The shop sells Apple computers.
The shop is not owned by Apple.

The modifying sentence is placed after the noun being modified:

The shop [The shop is not owned by Apple] sells Apple computers.

The "pronomial reflex" (the identical noun in both clauses) is replaced with a relative pronoun:

The shop [which is not owned by Apple] sells Apple computers.

The above example is what happens when the identical noun phrase is in the same position (subject) of both sentences.

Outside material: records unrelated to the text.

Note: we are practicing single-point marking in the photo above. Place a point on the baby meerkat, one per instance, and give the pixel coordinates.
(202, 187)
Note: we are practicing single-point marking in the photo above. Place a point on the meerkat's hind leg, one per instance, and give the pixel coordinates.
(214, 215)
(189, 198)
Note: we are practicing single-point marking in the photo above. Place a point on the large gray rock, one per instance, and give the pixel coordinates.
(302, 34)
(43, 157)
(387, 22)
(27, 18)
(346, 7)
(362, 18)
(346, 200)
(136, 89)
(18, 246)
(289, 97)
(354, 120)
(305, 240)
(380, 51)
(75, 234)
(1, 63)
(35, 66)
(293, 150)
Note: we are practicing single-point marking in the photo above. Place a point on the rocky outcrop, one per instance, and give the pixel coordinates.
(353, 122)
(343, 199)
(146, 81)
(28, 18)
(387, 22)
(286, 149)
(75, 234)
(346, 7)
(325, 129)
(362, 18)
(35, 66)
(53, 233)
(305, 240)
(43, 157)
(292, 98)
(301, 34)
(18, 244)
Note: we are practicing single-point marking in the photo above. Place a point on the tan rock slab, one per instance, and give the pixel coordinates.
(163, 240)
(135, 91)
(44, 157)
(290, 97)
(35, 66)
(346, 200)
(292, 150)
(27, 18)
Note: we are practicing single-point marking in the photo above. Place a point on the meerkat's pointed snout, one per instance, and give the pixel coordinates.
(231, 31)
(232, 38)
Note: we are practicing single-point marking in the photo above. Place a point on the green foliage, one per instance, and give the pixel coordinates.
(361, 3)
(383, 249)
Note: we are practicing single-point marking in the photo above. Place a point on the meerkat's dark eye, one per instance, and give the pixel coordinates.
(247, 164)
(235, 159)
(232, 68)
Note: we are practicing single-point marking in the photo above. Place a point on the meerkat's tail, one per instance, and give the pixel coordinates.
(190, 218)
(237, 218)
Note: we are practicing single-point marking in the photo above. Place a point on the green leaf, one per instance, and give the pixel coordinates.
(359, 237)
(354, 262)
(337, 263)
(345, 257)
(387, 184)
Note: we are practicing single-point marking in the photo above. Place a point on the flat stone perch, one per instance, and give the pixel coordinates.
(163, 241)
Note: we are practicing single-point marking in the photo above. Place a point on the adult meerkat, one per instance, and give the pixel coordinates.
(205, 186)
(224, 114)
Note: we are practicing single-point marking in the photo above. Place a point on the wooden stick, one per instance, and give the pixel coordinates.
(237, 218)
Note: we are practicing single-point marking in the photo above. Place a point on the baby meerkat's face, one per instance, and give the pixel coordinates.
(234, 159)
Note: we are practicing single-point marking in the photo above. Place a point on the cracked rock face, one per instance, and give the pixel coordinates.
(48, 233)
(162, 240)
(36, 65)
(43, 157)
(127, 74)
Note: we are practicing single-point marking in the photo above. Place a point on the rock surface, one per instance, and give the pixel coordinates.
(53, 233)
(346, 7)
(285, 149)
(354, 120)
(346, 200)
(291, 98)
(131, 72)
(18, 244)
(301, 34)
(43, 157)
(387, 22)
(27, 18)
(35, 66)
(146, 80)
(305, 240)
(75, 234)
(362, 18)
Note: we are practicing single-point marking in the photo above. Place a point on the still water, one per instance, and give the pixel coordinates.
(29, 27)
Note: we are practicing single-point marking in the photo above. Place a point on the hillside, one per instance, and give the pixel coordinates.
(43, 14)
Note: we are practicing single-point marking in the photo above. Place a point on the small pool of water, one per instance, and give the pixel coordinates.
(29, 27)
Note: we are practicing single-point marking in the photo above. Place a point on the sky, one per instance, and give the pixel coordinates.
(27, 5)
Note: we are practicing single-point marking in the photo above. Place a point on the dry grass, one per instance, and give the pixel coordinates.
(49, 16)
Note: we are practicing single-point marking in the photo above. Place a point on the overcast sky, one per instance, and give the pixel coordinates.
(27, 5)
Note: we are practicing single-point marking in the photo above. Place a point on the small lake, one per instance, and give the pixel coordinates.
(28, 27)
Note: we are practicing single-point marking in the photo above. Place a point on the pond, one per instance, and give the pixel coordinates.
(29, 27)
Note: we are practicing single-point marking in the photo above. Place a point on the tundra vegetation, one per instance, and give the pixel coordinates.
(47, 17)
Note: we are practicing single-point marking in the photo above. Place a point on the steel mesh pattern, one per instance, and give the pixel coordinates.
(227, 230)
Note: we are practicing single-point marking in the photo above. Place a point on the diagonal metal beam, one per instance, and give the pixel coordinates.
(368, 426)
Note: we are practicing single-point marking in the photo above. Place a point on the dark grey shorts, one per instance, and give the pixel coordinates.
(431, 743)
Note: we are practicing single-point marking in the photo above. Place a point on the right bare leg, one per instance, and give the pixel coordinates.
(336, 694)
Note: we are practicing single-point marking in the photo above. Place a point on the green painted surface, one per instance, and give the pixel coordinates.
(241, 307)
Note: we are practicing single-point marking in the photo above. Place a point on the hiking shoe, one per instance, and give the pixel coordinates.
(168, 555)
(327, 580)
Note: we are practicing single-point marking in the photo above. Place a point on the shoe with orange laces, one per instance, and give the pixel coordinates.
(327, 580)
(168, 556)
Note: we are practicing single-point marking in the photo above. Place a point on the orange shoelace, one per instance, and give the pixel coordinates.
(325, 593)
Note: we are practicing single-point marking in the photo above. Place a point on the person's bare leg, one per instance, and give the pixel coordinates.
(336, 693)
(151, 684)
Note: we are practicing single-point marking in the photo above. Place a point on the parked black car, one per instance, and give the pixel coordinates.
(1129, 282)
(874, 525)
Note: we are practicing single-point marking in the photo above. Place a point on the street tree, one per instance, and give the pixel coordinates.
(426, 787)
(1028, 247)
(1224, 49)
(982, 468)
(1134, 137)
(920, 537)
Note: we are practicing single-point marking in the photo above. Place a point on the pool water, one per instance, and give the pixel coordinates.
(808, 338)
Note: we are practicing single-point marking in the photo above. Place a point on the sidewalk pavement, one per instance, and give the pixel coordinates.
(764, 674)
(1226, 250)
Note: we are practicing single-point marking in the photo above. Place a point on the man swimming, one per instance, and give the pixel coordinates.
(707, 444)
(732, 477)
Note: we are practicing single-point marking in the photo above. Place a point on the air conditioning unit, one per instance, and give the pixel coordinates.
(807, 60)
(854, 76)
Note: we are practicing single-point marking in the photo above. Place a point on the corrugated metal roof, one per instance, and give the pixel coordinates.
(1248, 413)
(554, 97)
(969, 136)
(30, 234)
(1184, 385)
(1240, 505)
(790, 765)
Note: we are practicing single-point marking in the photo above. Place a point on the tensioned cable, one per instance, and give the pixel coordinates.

However, the noun being modified and the pronomial reflex can appear in any positions.

The shop sells Apple computers.
My friend owns the shop.

In this case, the reflex is in the object position:

The shop [My friend owns the shop] sells Apple computers.

As you can see, the reflex is not at the beginning of the relative clause:

The shop [My friend owns which] sells Apple computers.

One more step must be taken: the relative pronoun must be "forwarded":

The shop [which my friend owns] sells Apple computers.

In a case where the pronomial reflex is the object of a preposition, the preposition must also be forwarded along with the relative pronoun:

The shop sells Apple computers.
My friend works in the shop.

The shop [My friend works in the shop] sells Apple computers.

The shop [My friend works in which] sells Apple computers.
The shop [in which my friend works] sells Apple computers.

Note that there are three cases in which it is possible to delete the relative pronoun.

Case #1: when (a) the relative pronoun is not in the subject position, and (b) the relative clause is essential:

The house [which] my father bought is very old.

Case #2: the relative pronoun is followed by "be"; this may change the relative clause into an appositive.

Students [who are] not in class on Friday will miss the test.
Frank, [who is a doctor, hates spinach.

Case #3: the relative pronoun's verb is in the present progressive or passive form; this may change the clause into a participial phrase:

Students [who are] trying to pass the test should study harder.
Frank, [who was] given an extra chance to pass the test , studied even harder.

Noun (Nominal)

Nominal clauses have these features:

  1. Like noun phrases, they act as nouns;
  2. They can be replaced with pronouns;
  3. They can take the place of subjects or objects;
  4. They can begin with if, whether, that, or the fact that;
  5. They can also begin with wh- words, such as what, when, why, etc.

Examples of nominal clauses in various noun positions:

What he said is important.   (subject position)
I heard what he said.   (direct object position)
I gave what he said serious consideration.   (indirect object position)
We talked about what he said.   (object of the preposition position)
He is exactly what he said.   (predicate noun position)

Examples using other subordinators:

Who we make our friends often shows the kind of people we are.
When she arrives is up to her.
The fact that students ask questions shows that they are listening.
I don't know why he keeps bothering me.
Do you know if it will rain tomorrow?
Do you know that Japan is an archipelago?

I would note that if, whether, and that are not usually used to begin nominal clauses in the subject position, though they can be used that way.

Sometimes, the word that can be omitted, but not other introductory words:

She says [that] she will arrive tomorrow.
Do you know [if] she will arrive tomorrow?

In the second example above, if you delete the word "if," the sentence will seem to be "Do you know [that] she will arrive tomorrow?"